The promising future of rural healthcare, even amid the COVID-19 pandemic

Across the U.S., 174 rural hospitals have closed since 2005, and 47% of all rural hospitals have a 
negative operating margin. Yet, there is a promising future for rural healthcare. Reason for optimism has emerged, and ironically, the COVID-19 pandemic has enhanced it. 

In 2019, I helped host a landmark Rural Health Convening of the Mountain West states. The summit revealed great potential for strengthening rural healthcare nationwide and set in motion a public-private partnership with CMS that is pursuing that promise. 

Since then, three primary reasons to be optimistic have emerged, dramatically changing the prospects for rural healthcare. 
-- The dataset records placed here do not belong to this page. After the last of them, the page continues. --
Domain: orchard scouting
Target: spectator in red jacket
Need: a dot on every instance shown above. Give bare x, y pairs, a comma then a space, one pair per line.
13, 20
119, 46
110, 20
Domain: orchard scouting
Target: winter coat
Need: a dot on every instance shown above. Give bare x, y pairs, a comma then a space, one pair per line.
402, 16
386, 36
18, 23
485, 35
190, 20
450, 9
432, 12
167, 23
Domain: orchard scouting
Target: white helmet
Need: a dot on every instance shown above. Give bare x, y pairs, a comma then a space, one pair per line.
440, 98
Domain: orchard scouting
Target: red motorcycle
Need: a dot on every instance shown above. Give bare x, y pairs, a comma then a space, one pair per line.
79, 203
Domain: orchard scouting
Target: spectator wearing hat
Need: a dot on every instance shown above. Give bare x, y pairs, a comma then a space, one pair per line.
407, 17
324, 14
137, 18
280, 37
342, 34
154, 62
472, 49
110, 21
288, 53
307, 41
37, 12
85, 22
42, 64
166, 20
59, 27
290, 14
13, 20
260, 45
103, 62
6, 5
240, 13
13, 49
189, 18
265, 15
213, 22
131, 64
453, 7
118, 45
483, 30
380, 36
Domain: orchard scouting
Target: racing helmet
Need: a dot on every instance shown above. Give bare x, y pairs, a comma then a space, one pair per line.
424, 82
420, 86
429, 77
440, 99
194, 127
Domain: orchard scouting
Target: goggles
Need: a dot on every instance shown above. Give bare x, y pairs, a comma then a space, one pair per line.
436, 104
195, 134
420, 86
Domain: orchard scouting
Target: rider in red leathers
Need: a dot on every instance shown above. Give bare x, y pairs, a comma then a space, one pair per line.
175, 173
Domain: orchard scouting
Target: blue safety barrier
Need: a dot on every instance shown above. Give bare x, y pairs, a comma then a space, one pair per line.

First, in August 2020, CMS announced a piloted model in 15 rural communities providing each up to $5 million to engage local stakeholders and state Medicaid programs in redesigning healthcare. This model includes improvements to care coordination and payments more aligned with patient outcomes rather than fee-for-service. CMS’ model is a vital initiative providing much-needed financial incentives to participating communities and crucial learnings for the nation. 

Second, healthcare systems can take some steps independent of the CMS model. At Intermountain Healthcare, we have initiated our approach to strengthening rural hospitals and are piloting it in central Utah. 

We reimagined primary care, with physicians paid on salary rather than fee-for-service and surrounded by a team of other providers who focus care on those who need it most. The team screens patients’ social needs and health conditions to determine if nonmedical factors, such as lack of adequate housing and food, are compromising their health. The team then connects patients to community resources and coordinates with other providers to ensure a unified approach. 

This type of coordination is vital because research shows that up to 60% of a person’s health outcomes is determined by nonmedical factors such as living and working conditions, social environment, economic situation and healthy behaviors. The remaining 40% is determined by genetics and the healthcare system. 

Maximizing population health requires the participation of those traditionally involved in providing healthcare and others who should be engaged further, such as schools, employers, grocery stores and social service providers. 

Third, and this is where COVID-19 enters the picture, telemedicine has transformed healthcare in America, especially in rural areas. COVID-19 made telemedicine essential, allowing patients to receive care without risking exposure to infection when traveling to a clinic or hospital, and healthcare providers to offer that care without risking exposure themselves. 

To enable telemedicine to fulfill this new role, the federal government expanded the list of covered telehealth services, eligible providers and care sites while relaxing privacy regulations. The impacts on rural healthcare are hard to overstate because they dramatically improve job opportunities and financial performance of hospitals in rural areas. 

The explosion of telehealth usage has spotlighted that internet connectivity is vital, akin to other utilities like water and electricity. It supports healthcare, educational and employment opportunities and an entry point to access community resources. The urgency of connecting communities during the pandemic has led to essential collaborations between health providers, local governments and businesses with federal support. 

For more than five years, Intermountain has been using telemedicine to keep patients in their communities and provide them access to medical specialists. One example is our tele-oncology program, where oncologists in metropolitan areas lead patient care at rural hospitals. The collaboration of tele-oncologists and rural caregivers allows patients to be screened, receive their care plan, treatments, and recovery at the local hospital where before they could not. The benefits are clear: a review of 150 patients found an average of $1,013 in savings per patient by avoiding travel-related expenses and $833 in savings per patient family in potential lost wages because they weren’t required to travel for care. 

Despite COVID-19—and in part because of it—the future of rural healthcare is brighter than it has been in a long time. The optimism that is now justified provides new momentum. It offers hope that can energize all stakeholders, especially those who call rural communities “home.”